Option 2. Just skip relational DB (mysql) and run NoSQL instead!
* MongoDB is often considered an option for webscale databases, this talk doesn't explore this option unfortunately.
* based on my own subjective experience MongoDB replicasets and sharding is heavyweight and resource intensive but I have not used MongoDB at cloudscale and would be hesitant to try...
We had some discussion on things such as moving production databases to RDS and CloudSQL and the woes that come with it. Also some talk on if there is any cost savings in managed database cloud hosting which generally there isn't and probably costs more.
Option 3. Vitess
* created at YouTube in 2010
* Open Soure, written in golang
* CNCF project since Feb 2018
* Now PlanetScale is who does most of the development
* Slack, Square, HubSpot and Flipkart (walmart primary owner) uses Vitess
What is Vitess?
* Vitess is actually best described as a database proxy (vtgate) and a middleware (vttablet) which uses mysql as its data backend
* It simplifies app->database architecture because your app will only need to talk directly to vtgate which will automatically route traffic
* vtgate is a stateless proxy and uses a metadata store (Topology) to determine where to find sharded data (uses etcd, consul, or zookeeper)

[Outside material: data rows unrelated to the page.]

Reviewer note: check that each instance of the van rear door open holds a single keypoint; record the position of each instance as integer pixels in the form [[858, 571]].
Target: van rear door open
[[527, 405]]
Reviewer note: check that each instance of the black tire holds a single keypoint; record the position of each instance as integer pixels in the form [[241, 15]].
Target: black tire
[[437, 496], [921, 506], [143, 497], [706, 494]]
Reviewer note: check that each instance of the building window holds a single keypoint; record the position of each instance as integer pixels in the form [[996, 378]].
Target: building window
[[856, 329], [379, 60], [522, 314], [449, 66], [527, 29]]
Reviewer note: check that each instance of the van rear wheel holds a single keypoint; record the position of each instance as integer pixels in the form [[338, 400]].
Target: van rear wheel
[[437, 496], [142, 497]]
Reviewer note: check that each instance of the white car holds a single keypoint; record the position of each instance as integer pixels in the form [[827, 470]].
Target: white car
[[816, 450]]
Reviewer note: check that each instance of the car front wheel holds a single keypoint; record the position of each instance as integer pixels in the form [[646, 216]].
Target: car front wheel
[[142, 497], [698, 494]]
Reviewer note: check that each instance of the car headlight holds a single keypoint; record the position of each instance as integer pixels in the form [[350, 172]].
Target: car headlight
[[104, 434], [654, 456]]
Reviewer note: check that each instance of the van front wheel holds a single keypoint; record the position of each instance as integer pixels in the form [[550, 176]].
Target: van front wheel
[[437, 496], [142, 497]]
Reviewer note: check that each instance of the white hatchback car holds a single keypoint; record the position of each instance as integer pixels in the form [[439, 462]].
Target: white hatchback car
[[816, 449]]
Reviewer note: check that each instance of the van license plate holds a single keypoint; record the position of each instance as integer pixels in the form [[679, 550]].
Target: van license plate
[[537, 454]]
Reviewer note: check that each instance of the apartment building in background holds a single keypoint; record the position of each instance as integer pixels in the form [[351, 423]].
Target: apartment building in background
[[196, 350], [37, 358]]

* vtgate can also do read and write routing to spread load evenly
More Vitess terms
* Cell: Some datacenter boundary that contains a set of Tablets, a vtgate pool and the app servers that use the cluster
* Keyspace: a logical database (aka schema)
* Shard: a division within a keyspace, typically consisting of a mysql master and many replicas
* Vschema: how data is organized within keyspaces and shards
Features:
* Connection pooling
* Query Guardrails (built-in long running query kill, row returned limits)
* Translucent Sharding both Vertical and Horizontal
* M -> N shard materialized views (new with vReplication)
* Best used for OLTP workloads, not so much for OLAP (datawarehousing)
* supports multiple sharding options!
Setting it up
Avoid trying the k8s or minikube method and just go with a Debian 10 VM and build it out that way
Rails on Vitess:
Vitess does not allow certain SQL commands to work...
After applying the patch it appears to work and we got to see it in Alex's live demo
Final thoughts
Assumes you have a huge app and ops team. Unlocks potential of sharding/resharding your data.
Gives you a playbook for scaling to YouTube Scaled Workloads!